Letter just in from our Catholic sisters
We have been asked many times why we call for a reinstatement of the diaconate for women. After much research, we have amassed evidence to prove that there were women deacons in the early church. The ordination of women deacons in the early Greek and Syriac speaking dioceses was clearly a real, sacramental ordination, equal to the ordination of male deacons based on the fact that in the ordination rituals, both the ordination of a deacon and of a deaconess is called cheirotonia, i.e. Greek for 'imposition of hands', 'ordination' and both the male and the female deacon are ordained by the Bishop. http://www.womenpriests.org/deacons/deac_ord.asp
There is plenty of evidence that women were ordained as deacons. Tens of thousands of women deacons served in parishes during the first millennium as is witnessed by literary records, inscriptions on tombs and 22 women deacon saints in the current liturgical calendar. At least 106 women deacons are known to us by name and ancient manuscripts have preserved the exact rite or ordination of women deacons. For instance the tombstone of Athanasia (of Delphi) reads :
"The devoted deaconess Athanasia, who lived a blameless life decorously, installed as deaconess by the most holy bishop Pantamianos, set up this memorial.".
Petition goes to Rome.
At last women's voices are being heard in the heart of Rome. Whereas, no women were included in the 2002 synod, six women participated as experts in the October 5-26 World Synod of Bishops on "The Word of God in the Life and Mission of the Church. 19 women also present as auditors, making a total of 25 out of 240 delegates. Ten per cent of delegates is clearly not enough but it is a start.

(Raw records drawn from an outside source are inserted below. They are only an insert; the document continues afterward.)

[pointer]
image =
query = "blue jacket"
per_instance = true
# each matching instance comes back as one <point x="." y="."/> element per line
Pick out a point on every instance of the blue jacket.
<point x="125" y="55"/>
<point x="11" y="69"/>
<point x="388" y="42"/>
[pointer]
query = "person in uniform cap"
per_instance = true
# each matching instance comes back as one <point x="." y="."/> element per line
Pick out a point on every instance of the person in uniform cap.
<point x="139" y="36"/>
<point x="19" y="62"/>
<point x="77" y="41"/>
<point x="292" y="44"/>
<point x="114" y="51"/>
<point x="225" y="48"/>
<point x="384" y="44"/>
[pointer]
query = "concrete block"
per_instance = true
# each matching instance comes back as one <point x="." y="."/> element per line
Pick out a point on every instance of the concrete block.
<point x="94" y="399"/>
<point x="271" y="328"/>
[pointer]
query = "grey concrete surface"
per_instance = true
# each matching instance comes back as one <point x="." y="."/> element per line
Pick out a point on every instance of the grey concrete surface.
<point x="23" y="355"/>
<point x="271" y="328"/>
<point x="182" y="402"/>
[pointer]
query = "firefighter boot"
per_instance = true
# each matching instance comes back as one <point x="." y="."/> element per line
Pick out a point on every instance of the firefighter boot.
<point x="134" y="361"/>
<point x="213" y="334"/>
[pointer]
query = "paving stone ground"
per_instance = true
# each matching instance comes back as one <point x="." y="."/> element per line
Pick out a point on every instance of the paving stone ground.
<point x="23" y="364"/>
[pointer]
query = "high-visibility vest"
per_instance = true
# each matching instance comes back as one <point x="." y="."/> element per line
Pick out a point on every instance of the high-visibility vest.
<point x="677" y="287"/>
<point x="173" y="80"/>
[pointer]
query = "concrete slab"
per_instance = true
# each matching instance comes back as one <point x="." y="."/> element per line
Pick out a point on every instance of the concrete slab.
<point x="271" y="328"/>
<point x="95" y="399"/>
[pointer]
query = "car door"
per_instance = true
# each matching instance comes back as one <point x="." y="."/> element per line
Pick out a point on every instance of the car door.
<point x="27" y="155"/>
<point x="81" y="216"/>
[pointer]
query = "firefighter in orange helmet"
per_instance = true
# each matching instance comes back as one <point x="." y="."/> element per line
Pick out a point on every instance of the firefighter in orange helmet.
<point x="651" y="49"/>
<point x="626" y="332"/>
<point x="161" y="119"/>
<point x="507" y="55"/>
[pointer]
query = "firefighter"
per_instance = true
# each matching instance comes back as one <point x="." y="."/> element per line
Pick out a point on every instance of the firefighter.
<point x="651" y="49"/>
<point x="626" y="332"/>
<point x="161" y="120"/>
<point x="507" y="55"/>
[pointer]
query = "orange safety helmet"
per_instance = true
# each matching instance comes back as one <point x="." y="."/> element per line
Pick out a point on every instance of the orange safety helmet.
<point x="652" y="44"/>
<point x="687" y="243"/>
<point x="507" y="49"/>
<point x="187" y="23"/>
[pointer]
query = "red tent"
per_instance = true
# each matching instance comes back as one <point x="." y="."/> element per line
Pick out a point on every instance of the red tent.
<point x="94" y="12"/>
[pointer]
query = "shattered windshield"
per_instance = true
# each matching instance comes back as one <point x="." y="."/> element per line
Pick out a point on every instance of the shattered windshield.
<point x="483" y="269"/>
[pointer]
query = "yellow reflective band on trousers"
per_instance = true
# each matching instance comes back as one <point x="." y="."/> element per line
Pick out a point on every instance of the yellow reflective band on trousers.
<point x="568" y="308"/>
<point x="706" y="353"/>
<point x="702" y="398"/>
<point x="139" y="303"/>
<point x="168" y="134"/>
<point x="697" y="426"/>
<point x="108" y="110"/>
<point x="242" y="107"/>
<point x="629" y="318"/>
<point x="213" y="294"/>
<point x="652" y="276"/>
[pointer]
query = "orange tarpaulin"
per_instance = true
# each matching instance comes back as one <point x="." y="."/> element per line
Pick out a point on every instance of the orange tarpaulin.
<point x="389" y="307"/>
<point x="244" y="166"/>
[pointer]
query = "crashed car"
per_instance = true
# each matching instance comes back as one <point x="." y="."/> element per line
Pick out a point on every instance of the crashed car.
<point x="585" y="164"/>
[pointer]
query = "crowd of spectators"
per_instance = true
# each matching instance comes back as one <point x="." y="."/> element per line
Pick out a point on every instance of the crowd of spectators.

At the same time, representatives from Church reform movements from all over the world joined together in Rome to call for full and equal participation of women in the Church, including ordination as deacons, priests and bishops. On the Feast of St Teresa of Avila, one of only three female Doctors of the Church, a press conference launched a weeklong campaign of women's ordination events.
The exclusion of women from ordination matters because the Vatican has enormous cultural and political influence in international affairs, a seat at the United Nations and the ability to meet almost at whim, with powerful Heads of State. Without the assistance of women's experiences in most Church decision-making bodies, the Vatican's influence on public policy regarding women's issues, especially in developing countries with large Catholic populations, has been devastating.
Following the press conference, the Petition calling for the diaconate to be restored to women, which had been coordinated by http://www.womenpriests.org/. and signed by 26 organisations representing 40,000 people, and 1700 individuals was taken to hand in at the Bronze Doors of the Vatican. After being confronted by the police the petition was finally handed over to the top Vatican security officer who told the women politely that they could not go any further and that he would make sure the Petition reached the Pope! So far there has been no reaction from the Vatican, so it has been decided to keep the petition alive collecting signatures until the Pope responds. The hierarchy must be awakened to the reality that it would neither be sacrilegious, contrary to nature nor a departure from sanctified Church law, to ordain women.
YES WE CAN! With God's help we will bring beneficial change into our Church.